The reason is that China has a history of saying one thing and doing another, especially under Xi. China promised to let Hong Kong keep its political system for 50 years; that pledge was broken in 2020. Xi promised not to militarize the South China Sea back in 2015; he has now militarized it. Amnesty International has documented China’s broken promises on human rights. The country hasn’t even come close to meeting its pledges on climate change, building vast amounts of new coal plants. Promises that China would open up its agricultural and digital markets to European companies were never kept. When Donald Trump launched a trade war on China, the leadership promised to buy $200 billion of American goods; it didn’t buy them. And so on, and so forth.
The pattern should be abundantly clear. Xi Jinping and the Chinese leadership talk big, make expansive promises, get some good press, and then simply do whatever they were going to do anyway.
The agreement over fentanyl is likely to go the same way. Selling the chemical components to make the deadly drug makes Chinese companies some money, and American consumption of the drug weakens the U.S. by straining the medical system and making the population less healthy. Curbing fentanyl would cost money and effort, and it wouldn’t serve Xi’s goals of sustaining the economy while weakening his most powerful rival. Therefore I predict he will talk about it, but will not do it.

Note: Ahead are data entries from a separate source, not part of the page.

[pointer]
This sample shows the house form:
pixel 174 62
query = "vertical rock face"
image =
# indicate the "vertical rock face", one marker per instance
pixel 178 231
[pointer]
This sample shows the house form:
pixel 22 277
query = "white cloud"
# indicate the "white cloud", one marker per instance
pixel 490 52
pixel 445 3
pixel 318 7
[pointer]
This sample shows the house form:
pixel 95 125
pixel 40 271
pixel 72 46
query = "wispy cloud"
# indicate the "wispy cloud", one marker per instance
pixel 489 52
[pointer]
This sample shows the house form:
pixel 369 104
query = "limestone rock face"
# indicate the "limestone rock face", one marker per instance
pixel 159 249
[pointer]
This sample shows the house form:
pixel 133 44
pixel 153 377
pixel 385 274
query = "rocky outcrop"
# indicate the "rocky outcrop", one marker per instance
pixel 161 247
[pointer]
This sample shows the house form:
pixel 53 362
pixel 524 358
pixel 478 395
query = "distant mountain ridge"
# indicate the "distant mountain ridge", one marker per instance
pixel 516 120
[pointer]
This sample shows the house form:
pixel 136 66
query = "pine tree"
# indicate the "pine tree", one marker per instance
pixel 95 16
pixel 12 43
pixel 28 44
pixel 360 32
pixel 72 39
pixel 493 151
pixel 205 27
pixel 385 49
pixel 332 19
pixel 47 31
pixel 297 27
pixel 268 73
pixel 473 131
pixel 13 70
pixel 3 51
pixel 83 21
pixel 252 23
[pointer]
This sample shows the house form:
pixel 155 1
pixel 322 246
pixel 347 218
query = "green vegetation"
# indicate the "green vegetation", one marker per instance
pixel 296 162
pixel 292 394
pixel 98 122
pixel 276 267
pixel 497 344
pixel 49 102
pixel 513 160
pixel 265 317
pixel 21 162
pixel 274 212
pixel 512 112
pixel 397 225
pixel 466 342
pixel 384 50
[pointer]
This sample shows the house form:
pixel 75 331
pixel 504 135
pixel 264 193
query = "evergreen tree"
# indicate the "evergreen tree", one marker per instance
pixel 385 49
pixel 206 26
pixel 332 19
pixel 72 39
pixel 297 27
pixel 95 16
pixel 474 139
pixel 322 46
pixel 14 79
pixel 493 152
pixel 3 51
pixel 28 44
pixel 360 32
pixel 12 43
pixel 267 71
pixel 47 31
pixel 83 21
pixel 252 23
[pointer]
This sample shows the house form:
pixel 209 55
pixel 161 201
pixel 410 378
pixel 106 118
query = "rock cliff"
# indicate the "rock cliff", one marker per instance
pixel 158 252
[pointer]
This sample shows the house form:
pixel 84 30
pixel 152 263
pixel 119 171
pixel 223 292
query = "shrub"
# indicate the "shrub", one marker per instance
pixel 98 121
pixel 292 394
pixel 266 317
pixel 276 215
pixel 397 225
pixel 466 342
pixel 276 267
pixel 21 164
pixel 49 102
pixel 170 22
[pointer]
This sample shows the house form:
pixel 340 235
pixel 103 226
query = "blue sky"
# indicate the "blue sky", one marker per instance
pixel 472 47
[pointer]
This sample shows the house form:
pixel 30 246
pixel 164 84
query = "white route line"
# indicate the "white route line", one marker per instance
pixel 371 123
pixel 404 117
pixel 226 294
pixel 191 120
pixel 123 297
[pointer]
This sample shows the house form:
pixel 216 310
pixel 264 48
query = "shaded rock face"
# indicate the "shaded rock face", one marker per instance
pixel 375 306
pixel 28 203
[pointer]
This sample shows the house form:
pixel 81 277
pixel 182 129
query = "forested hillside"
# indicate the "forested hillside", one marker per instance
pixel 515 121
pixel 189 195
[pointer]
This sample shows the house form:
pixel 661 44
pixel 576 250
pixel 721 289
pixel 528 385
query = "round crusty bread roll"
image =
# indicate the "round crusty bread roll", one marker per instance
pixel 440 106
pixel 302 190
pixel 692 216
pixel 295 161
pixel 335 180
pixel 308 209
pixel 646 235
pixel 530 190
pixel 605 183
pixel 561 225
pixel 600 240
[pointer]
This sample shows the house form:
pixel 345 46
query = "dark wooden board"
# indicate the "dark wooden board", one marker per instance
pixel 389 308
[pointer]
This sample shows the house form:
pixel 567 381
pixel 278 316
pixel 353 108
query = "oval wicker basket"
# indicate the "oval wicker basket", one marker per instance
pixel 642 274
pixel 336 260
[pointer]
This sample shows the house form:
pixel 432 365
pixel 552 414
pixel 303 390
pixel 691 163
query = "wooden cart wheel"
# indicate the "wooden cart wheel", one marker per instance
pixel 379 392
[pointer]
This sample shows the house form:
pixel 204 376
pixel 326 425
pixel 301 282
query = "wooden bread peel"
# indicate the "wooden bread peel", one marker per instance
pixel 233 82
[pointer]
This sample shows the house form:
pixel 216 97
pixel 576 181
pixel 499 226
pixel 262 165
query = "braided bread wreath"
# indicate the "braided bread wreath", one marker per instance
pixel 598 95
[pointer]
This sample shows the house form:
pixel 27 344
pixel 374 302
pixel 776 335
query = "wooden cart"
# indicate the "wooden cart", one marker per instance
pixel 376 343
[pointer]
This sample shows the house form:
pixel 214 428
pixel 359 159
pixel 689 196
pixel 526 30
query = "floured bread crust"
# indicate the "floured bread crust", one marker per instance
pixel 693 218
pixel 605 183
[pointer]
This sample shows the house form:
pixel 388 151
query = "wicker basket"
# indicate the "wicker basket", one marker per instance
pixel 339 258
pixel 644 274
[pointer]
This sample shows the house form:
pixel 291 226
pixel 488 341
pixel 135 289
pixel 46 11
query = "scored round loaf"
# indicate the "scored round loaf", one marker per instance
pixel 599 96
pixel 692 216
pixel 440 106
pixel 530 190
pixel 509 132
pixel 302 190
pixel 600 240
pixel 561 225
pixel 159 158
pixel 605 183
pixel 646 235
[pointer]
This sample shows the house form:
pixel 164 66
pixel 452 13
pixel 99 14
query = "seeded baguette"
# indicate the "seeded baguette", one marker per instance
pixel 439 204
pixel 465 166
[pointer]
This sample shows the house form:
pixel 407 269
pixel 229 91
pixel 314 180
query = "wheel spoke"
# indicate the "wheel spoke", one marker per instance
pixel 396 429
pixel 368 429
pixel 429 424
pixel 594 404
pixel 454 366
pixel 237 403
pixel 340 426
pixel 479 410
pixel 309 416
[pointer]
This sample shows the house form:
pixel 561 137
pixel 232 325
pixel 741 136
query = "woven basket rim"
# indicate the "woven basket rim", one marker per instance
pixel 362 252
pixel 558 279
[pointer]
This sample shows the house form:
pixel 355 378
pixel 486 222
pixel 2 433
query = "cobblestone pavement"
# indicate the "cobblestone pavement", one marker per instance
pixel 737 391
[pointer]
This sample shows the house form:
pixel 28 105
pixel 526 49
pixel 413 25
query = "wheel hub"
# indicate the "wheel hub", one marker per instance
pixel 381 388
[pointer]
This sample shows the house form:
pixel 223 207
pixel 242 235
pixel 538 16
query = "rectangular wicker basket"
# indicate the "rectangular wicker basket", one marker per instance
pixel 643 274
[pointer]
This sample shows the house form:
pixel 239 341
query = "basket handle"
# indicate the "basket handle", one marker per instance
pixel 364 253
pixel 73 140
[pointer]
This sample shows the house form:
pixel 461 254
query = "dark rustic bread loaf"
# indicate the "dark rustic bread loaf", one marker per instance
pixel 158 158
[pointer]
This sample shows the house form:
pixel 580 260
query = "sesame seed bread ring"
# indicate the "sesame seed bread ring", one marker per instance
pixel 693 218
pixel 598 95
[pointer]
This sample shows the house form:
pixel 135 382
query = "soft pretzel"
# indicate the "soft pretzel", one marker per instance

Climate change is much the same. Of course China will continue to produce tons of solar panels, batteries, and electric vehicles, and to sell these to the world, because it’s in its economic interest to do so. But closing down existing coal plants would represent a big blow to a politically powerful industry, at a time when Xi is already looking incompetent for cracking down on real estate, IT, finance, and education. Even if building new solar would be a little bit cheaper than operating those existing coal plants in the long run, it would require lots of up-front costs, displace lots of workers from their existing jobs, require many factories that depend on coal inputs to retool, and deprive many local CCP members of their personal fortunes. In other words, the risks to Xi Jinping of taking bold action on climate change probably vastly outweigh the benefits; thus, I predict he will talk about it, but will not do it, no matter how many photo-ops Newsom gets.
To sum up, I think the period of detente now unfolding between the U.S. and China is a good thing, because it reduces the risk of accidental war. But other than that, I don’t expect much to change on the economic or diplomatic fronts. The breakup of Chimerica is being driven by vast, slow-moving forces, and some chats and handshakes aren’t going to do much to alter that fundamental dynamic.